All of this questioning links back to the difficulty of graduate school applications and the selection of committed young scholars from a wider pool of applicants. Is it good to sift the best and the brightest out of the pile? Absolutely. Is it good to have a rough idea of the methodologies and regions you want to study in graduate school? Of course. Getting an M.A. or PhD. is a long haul, involving work as a teacher’s assistant, the study of hundreds of dense books, and the complex process of writing a dissertation. If you’re going to sign up for that, you better have at least one subject you’re crazy for, because you’re about to become intimately acquainted with it.

But it seems unreasonable to require such considerable specificity – to describe a narrow scholarly niche and outline a multi-year plan of semi-independent study – up front. Given how often young people adjust their plans, graduate history professors seem to be setting themselves up for future headaches, because their pupils most likely will change course midstream.

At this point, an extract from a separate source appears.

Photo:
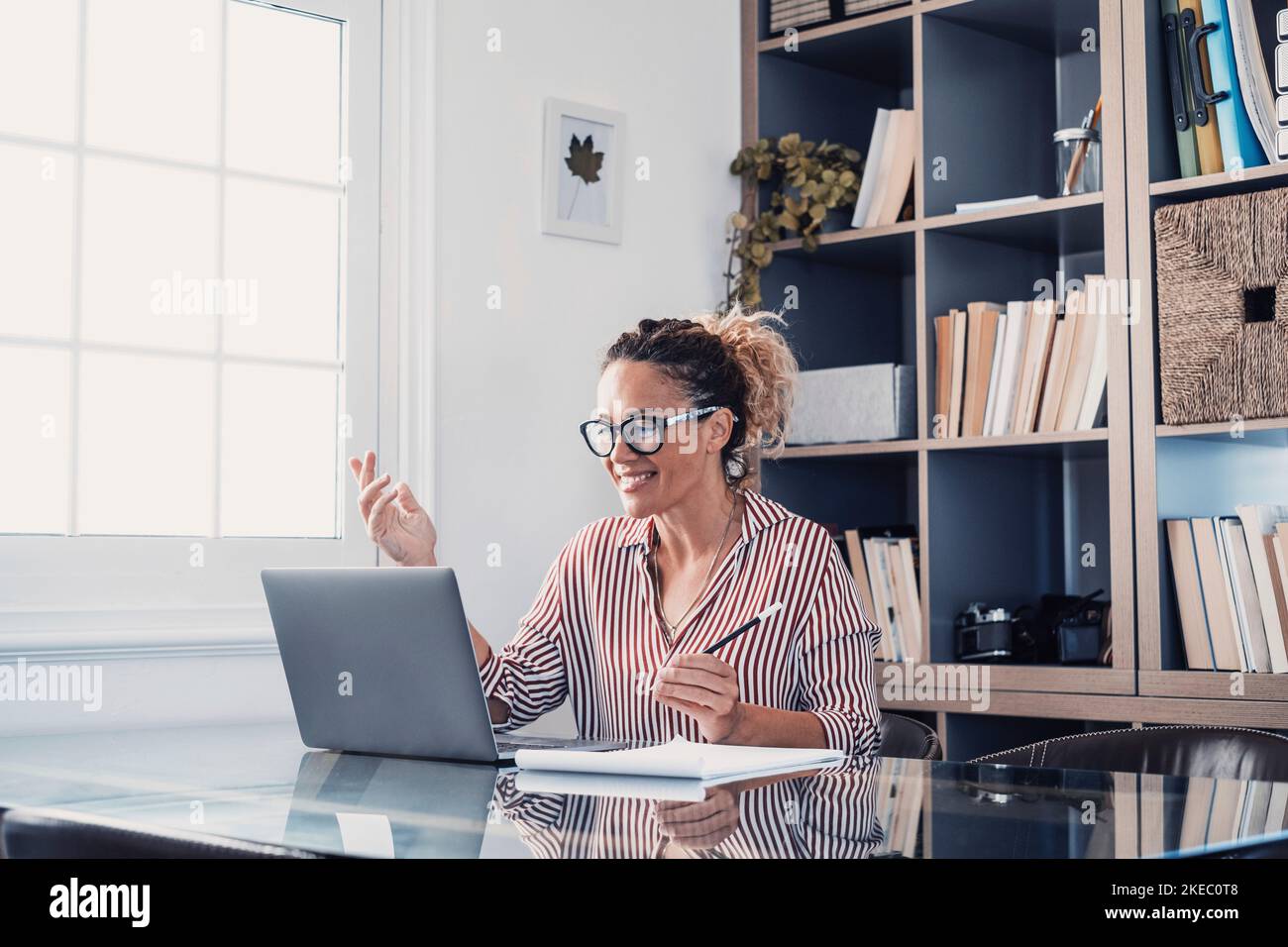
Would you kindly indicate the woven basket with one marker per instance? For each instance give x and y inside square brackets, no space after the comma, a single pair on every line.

In short, I think that historians should revisit the notion of being a generalist, rather than a budding specialist, at the outset of grad school. College students often hear about the Ivory Tower syndrome – professors so immersed in tiny pockets of their field that they lose sight of the big picture and even disdain people who study the big picture.[i] Forcing graduate applicants to zoom in on the small picture so early in life is a great way to perpetuate that syndrome.

It’s fine to be a specialist eventually, but students should have time to figure that out, once they’ve begun graduate coursework. Let students come in the door as generalists (e.g., someone studying American history) rather than stressed-out specialists (e.g., someone studying the economic and social implications of the 1960s protest movement through a post-structuralist lens). It’s worth thinking about.


[i]For a thorough discussion of the specialist-vs.-generalist dilemma, and the use of “small picture” vs. “big picture” rhetoric, refer to: Roger L. Ransom, Conflict and Compromise: The Political Economy of Slavery, Emancipation, and the American Civil War (Cambridge: Cambridge University Press, 1989), pgs. 4-5.